In February, one of the largest surveys ever conducted on the subject of racism and discrimination in Australia, commissioned by SBS with Western Sydney University, revealed that "31.6 per cent of respondents claimed to have 'negative' feelings towards Muslim Australians, 22.4 per cent claimed to have 'negative' feelings towards Middle-­Eastern Australians".

There is a kind of moral hysteria that has taken over political circles in Australia, and not necessarily only those occupied by the likes of Pauline Hanson and her One Nation party; the targets include the frightening caricatures of brown men and those awfully referred to as "boat people", as well as women hidden behind niqabs and burqas. Hanson is of course no stranger to theatrical anti-Muslim displays, which most recently included a stunt in parliament where she donned a burqa.

This performance came at the heel of her anti-burqa campaign, one that used Islamophobic hysteria, and gendered language targeting Muslim women, in order to pressure her colleagues in the Senate to passing stricter legislation. The language Hanson employs is meant to justify not only harsher laws against Muslim women, but leads to bigots to view them as targets.

When it comes to anti-Muslim violence overall, the largest victims of discriminatory policies as well as physical and verbal abuse are Muslim women. In a study conducted by the Islamophobia Register of Australia, between 2014 and 2015 there were 243 cases of verified Islamophobic incidents, and of those incidents nearly 80 per cent of victims were women, and "while lone males were more likely to be the perpetrator, lone Muslim women tended to be the victims."

In her book, Gendered Islamophobia: hate crime against Muslim Women, author Barbara Perry argues that the way in which Muslim women occupy intersecting spaces leaves them vulnerable to violence in ways that are unique and often overlooked by social scientists, as she writes,

"For these women, the Islamophobic violence they experience is different in its dynamics and impacts from that perpetrated against Muslim men; yet their gendered violence is experienced in ways that are distinct from that experienced by differently raced women."
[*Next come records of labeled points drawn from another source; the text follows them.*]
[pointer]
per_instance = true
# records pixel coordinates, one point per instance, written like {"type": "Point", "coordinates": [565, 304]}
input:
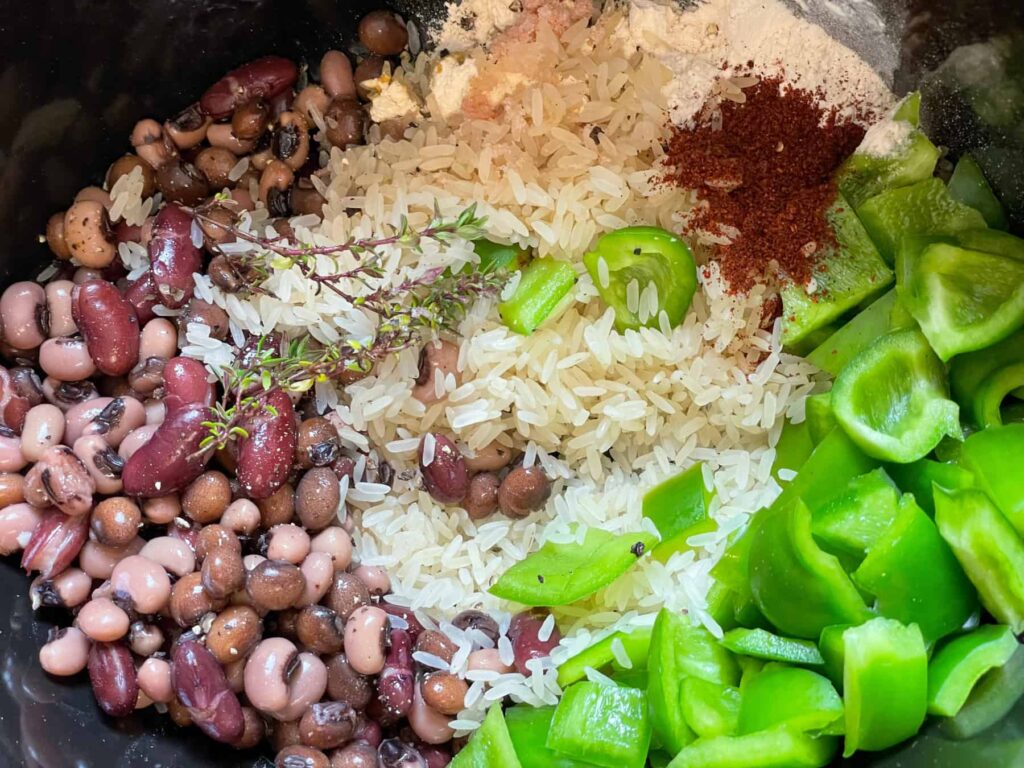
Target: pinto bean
{"type": "Point", "coordinates": [66, 653]}
{"type": "Point", "coordinates": [172, 458]}
{"type": "Point", "coordinates": [263, 78]}
{"type": "Point", "coordinates": [88, 233]}
{"type": "Point", "coordinates": [200, 684]}
{"type": "Point", "coordinates": [173, 256]}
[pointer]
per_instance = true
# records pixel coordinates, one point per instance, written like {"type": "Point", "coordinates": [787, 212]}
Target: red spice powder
{"type": "Point", "coordinates": [766, 174]}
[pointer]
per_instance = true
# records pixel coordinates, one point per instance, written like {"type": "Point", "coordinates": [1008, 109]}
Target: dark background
{"type": "Point", "coordinates": [75, 76]}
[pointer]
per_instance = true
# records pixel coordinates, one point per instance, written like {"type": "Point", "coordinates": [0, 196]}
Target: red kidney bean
{"type": "Point", "coordinates": [66, 653]}
{"type": "Point", "coordinates": [200, 684]}
{"type": "Point", "coordinates": [172, 458]}
{"type": "Point", "coordinates": [265, 457]}
{"type": "Point", "coordinates": [109, 326]}
{"type": "Point", "coordinates": [173, 257]}
{"type": "Point", "coordinates": [115, 684]}
{"type": "Point", "coordinates": [523, 632]}
{"type": "Point", "coordinates": [26, 320]}
{"type": "Point", "coordinates": [264, 78]}
{"type": "Point", "coordinates": [185, 383]}
{"type": "Point", "coordinates": [394, 686]}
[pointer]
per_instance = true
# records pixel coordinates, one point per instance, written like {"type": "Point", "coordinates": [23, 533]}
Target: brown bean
{"type": "Point", "coordinates": [263, 78]}
{"type": "Point", "coordinates": [88, 233]}
{"type": "Point", "coordinates": [115, 521]}
{"type": "Point", "coordinates": [200, 684]}
{"type": "Point", "coordinates": [115, 683]}
{"type": "Point", "coordinates": [383, 33]}
{"type": "Point", "coordinates": [66, 653]}
{"type": "Point", "coordinates": [444, 476]}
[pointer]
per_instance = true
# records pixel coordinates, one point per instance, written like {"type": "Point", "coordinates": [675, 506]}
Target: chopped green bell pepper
{"type": "Point", "coordinates": [969, 185]}
{"type": "Point", "coordinates": [892, 398]}
{"type": "Point", "coordinates": [993, 456]}
{"type": "Point", "coordinates": [885, 684]}
{"type": "Point", "coordinates": [605, 725]}
{"type": "Point", "coordinates": [989, 551]}
{"type": "Point", "coordinates": [762, 644]}
{"type": "Point", "coordinates": [710, 709]}
{"type": "Point", "coordinates": [561, 573]}
{"type": "Point", "coordinates": [546, 286]}
{"type": "Point", "coordinates": [914, 578]}
{"type": "Point", "coordinates": [790, 696]}
{"type": "Point", "coordinates": [800, 588]}
{"type": "Point", "coordinates": [923, 208]}
{"type": "Point", "coordinates": [676, 506]}
{"type": "Point", "coordinates": [637, 261]}
{"type": "Point", "coordinates": [778, 748]}
{"type": "Point", "coordinates": [960, 664]}
{"type": "Point", "coordinates": [491, 747]}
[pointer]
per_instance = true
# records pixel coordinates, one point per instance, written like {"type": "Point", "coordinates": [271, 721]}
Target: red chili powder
{"type": "Point", "coordinates": [766, 174]}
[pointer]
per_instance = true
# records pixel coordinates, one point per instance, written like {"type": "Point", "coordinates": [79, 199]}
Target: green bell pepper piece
{"type": "Point", "coordinates": [676, 506]}
{"type": "Point", "coordinates": [892, 398]}
{"type": "Point", "coordinates": [989, 551]}
{"type": "Point", "coordinates": [885, 684]}
{"type": "Point", "coordinates": [800, 588]}
{"type": "Point", "coordinates": [528, 727]}
{"type": "Point", "coordinates": [763, 644]}
{"type": "Point", "coordinates": [546, 286]}
{"type": "Point", "coordinates": [778, 748]}
{"type": "Point", "coordinates": [597, 656]}
{"type": "Point", "coordinates": [969, 185]}
{"type": "Point", "coordinates": [960, 664]}
{"type": "Point", "coordinates": [790, 696]}
{"type": "Point", "coordinates": [993, 456]}
{"type": "Point", "coordinates": [562, 573]}
{"type": "Point", "coordinates": [914, 578]}
{"type": "Point", "coordinates": [921, 476]}
{"type": "Point", "coordinates": [491, 747]}
{"type": "Point", "coordinates": [991, 699]}
{"type": "Point", "coordinates": [846, 275]}
{"type": "Point", "coordinates": [710, 709]}
{"type": "Point", "coordinates": [853, 521]}
{"type": "Point", "coordinates": [643, 257]}
{"type": "Point", "coordinates": [605, 725]}
{"type": "Point", "coordinates": [981, 381]}
{"type": "Point", "coordinates": [923, 208]}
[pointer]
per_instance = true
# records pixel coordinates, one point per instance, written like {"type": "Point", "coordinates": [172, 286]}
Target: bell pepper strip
{"type": "Point", "coordinates": [921, 476]}
{"type": "Point", "coordinates": [635, 644]}
{"type": "Point", "coordinates": [545, 288]}
{"type": "Point", "coordinates": [993, 696]}
{"type": "Point", "coordinates": [989, 550]}
{"type": "Point", "coordinates": [561, 573]}
{"type": "Point", "coordinates": [923, 208]}
{"type": "Point", "coordinates": [914, 577]}
{"type": "Point", "coordinates": [969, 185]}
{"type": "Point", "coordinates": [846, 275]}
{"type": "Point", "coordinates": [962, 662]}
{"type": "Point", "coordinates": [981, 381]}
{"type": "Point", "coordinates": [676, 506]}
{"type": "Point", "coordinates": [491, 747]}
{"type": "Point", "coordinates": [790, 696]}
{"type": "Point", "coordinates": [710, 709]}
{"type": "Point", "coordinates": [778, 748]}
{"type": "Point", "coordinates": [641, 271]}
{"type": "Point", "coordinates": [885, 684]}
{"type": "Point", "coordinates": [528, 728]}
{"type": "Point", "coordinates": [800, 588]}
{"type": "Point", "coordinates": [762, 644]}
{"type": "Point", "coordinates": [606, 725]}
{"type": "Point", "coordinates": [853, 521]}
{"type": "Point", "coordinates": [993, 456]}
{"type": "Point", "coordinates": [892, 399]}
Australia's women's rights programs need to expand beyond the focus on private violence, or the type that happens between intimate partners, relatives, and other close parties. In order to strengthen the fight against gendered violence - and amplify the philosophy behind #MeToo -- we need to have bigger conversations. We need public discourse on public violence motivated by anti-Muslim animus, and misconceptions of how Muslim women are perceived by larger society—where they exist as either in desperate need of saving from their own life choices, or as nothing more than incubators used by extremist elements.

The otherisation of Muslim women in Australian society has long excused the mendacious discrimination they face, and as we come to terms with a post-Weinstein world, where accountability remains a priority of all those impacted by similar abuse, we must draw attention to those who have been stripped of their power by politicians and pundits who are shaping the way we consume our politics.

It is happening here, in our suburbs, in our parliament houses, in our schools, and it is being plastered across our television screens. #MeToo is a mayday call, one which we must respond with solidarity. It is time to make gendered violence, in all its pernicious forms, visible.

Roqayah Chamseddine is a Sydney-based writer, and host of the Delete Your Account podcast.